When iowait Lies: A Proxmox 9, QEMU 11, and Pinned-Kernel Postmortem

I first noticed it during a routine check on my largest Proxmox host — the same colocated Dell PowerEdge that runs my Tesla P4 LLM stack, dual E5-2650 v2 Xeons and 256 GB of RAM hosting around 25 VMs. The dashboard was sitting at 40-plus percent iowait. Nothing on the box actually felt slow, though, so my first guess was the boring one: a RAID patrol read — the controller quietly scrubbing the array in the background. Annoying, harmless, self-resolving. I left it alone.

It didn't resolve. Over the next few days the number stayed pinned, and the patrol-read theory started to wear thin — a scrub is supposed to finish. I rebooted the host at one point, half-expecting that to clear it; the number came right back. I wanted to confirm the theory one way or the other, but I'd never installed the controller tooling to actually read the patrol-read state, and with nothing visibly broken I let it ride. Probably still a patrol read. Probably.

After about a week of it sitting there, I'd run out of "probably." Something was wrong, and it was time to actually investigate. The fastest way I've found to think through a problem like this is to talk it out with an AI assistant — far less friction than wrestling the right question into a search engine — so I started by describing the setup.

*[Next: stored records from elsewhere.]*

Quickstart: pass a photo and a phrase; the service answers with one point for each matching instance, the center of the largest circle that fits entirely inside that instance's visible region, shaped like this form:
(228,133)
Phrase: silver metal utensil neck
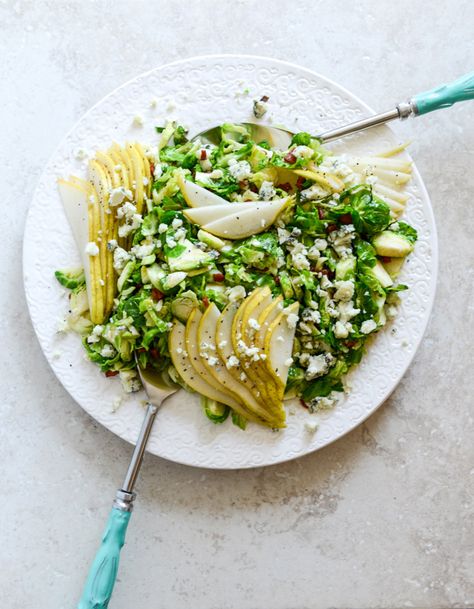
(401,111)
(139,451)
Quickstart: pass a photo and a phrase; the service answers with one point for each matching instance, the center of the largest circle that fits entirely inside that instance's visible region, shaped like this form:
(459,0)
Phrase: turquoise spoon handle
(101,578)
(444,96)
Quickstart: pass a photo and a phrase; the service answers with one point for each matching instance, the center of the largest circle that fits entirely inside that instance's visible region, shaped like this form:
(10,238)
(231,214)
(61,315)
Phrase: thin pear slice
(266,318)
(391,193)
(232,362)
(192,348)
(226,349)
(247,223)
(102,184)
(241,345)
(81,208)
(182,362)
(215,366)
(197,196)
(138,175)
(211,213)
(279,346)
(120,168)
(148,178)
(255,367)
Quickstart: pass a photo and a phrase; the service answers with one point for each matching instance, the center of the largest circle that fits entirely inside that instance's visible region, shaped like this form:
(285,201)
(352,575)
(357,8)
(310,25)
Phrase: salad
(249,275)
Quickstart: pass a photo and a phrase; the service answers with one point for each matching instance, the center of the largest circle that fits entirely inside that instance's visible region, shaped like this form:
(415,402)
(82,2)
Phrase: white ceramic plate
(201,92)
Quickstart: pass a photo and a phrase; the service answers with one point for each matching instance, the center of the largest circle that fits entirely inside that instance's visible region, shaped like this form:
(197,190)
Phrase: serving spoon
(444,96)
(103,572)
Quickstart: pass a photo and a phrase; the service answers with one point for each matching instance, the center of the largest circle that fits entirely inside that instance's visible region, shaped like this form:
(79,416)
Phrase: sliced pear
(252,314)
(240,345)
(138,175)
(192,348)
(267,316)
(279,346)
(102,184)
(326,180)
(390,243)
(216,367)
(197,196)
(146,170)
(244,331)
(182,362)
(108,165)
(211,213)
(386,163)
(226,350)
(120,167)
(81,208)
(250,222)
(391,193)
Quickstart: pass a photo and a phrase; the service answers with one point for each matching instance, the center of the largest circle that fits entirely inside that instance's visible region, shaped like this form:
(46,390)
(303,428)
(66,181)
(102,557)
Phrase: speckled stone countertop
(381,519)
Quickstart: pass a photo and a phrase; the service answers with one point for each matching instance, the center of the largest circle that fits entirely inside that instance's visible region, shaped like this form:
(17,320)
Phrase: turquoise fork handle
(461,89)
(101,579)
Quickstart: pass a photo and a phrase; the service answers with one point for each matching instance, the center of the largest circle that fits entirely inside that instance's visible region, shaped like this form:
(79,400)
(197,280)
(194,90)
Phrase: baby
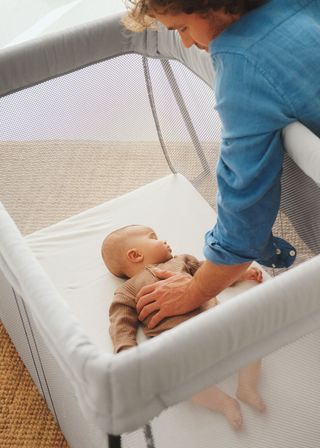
(132,252)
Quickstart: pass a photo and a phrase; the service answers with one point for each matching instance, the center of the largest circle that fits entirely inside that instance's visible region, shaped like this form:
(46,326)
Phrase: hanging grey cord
(147,77)
(185,115)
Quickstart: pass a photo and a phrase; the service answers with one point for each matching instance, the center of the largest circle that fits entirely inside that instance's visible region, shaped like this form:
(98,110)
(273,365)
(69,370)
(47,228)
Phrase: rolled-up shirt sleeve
(253,111)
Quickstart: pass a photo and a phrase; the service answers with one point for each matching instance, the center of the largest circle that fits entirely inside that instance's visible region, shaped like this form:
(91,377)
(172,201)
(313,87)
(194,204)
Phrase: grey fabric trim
(59,53)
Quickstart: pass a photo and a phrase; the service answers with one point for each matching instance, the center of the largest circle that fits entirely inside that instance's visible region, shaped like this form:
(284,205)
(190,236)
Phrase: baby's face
(146,241)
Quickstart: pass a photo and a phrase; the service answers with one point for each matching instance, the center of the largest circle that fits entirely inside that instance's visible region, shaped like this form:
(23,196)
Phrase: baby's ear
(134,256)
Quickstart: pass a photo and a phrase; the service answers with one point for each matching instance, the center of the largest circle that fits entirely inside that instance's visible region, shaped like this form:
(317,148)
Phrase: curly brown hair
(140,12)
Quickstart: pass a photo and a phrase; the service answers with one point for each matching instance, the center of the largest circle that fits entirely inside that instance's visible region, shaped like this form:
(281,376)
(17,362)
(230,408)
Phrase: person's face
(197,29)
(145,242)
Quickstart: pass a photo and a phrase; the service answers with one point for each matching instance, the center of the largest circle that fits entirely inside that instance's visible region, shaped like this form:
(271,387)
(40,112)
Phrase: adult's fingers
(161,274)
(156,319)
(148,309)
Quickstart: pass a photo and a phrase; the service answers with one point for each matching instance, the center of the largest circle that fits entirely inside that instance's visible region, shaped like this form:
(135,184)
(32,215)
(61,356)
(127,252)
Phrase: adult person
(267,63)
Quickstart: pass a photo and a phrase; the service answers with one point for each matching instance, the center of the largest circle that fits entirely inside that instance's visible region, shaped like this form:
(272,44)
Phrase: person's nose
(187,40)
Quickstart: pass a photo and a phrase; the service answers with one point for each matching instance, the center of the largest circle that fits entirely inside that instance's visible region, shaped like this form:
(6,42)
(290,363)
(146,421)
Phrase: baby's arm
(123,323)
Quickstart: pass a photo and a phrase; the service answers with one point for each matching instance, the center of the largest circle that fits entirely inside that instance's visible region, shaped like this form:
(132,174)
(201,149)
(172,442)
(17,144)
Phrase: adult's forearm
(210,279)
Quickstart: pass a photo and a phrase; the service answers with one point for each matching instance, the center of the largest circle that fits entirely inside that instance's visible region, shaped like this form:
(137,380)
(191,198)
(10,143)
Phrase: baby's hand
(252,273)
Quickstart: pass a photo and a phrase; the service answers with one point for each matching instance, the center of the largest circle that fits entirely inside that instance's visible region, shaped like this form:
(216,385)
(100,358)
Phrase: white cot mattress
(169,368)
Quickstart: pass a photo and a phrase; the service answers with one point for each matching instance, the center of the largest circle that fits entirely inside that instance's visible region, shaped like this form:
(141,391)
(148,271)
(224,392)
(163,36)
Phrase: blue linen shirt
(267,68)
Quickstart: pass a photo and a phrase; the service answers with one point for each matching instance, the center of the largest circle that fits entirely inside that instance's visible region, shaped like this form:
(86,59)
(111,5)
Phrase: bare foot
(254,274)
(216,400)
(251,397)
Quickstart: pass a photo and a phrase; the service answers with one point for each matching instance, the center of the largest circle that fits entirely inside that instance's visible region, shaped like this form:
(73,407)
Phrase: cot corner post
(114,441)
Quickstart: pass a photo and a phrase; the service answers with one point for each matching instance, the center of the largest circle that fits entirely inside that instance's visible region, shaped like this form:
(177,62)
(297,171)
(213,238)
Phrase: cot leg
(114,441)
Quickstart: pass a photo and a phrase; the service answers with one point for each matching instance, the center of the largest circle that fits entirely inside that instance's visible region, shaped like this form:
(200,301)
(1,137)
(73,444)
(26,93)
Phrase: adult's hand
(169,297)
(180,293)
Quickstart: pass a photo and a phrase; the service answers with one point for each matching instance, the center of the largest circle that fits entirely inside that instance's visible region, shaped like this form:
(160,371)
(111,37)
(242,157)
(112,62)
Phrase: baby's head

The backstory: a RAID card that won't TRIM

The PERC H710 is a 2012-era hardware RAID controller — an LSI 2208 under Dell's badge — and the ten Samsung 850 PRO SSDs in this box all hang off it, presented as a single ~6.7 TB virtual disk with an LVM-thin pool on top. It was excellent in its day and still does its job, but it predates any notion that the disks behind it might be SSDs that care about being told when blocks are freed: it does not pass TRIM/UNMAP through to them. Whatever the guest filesystems discard, the controller swallows, and the drives never hear about it.

That matters because of how an SSD stays fast. To keep writes snappy, the drive sets aside some of its free space as a high-speed write cache — quick blocks it can absorb incoming writes into and tidy up afterward. That only works while it has free blocks to spare, and TRIM is what keeps them coming: when you delete a file, TRIM is the signal that tells the drive "this space is free again," topping up that pool of fast, ready-to-use blocks.

Without TRIM, the drive never hears that anything was freed. Every block it has ever written to stays snagged — counted as in-use forever, even after whatever lived there is long gone. As more of the drive gets snagged, there's less and less free space left to feed that fast cache, and writes that used to land in it start falling through to the slow path instead. Nothing breaks; the drive just gets quietly slower as it fills up. On consumer drives like the 850 PRO, behind a controller that eats TRIM, it's a slow-motion problem — fine for a long time, then gradually not.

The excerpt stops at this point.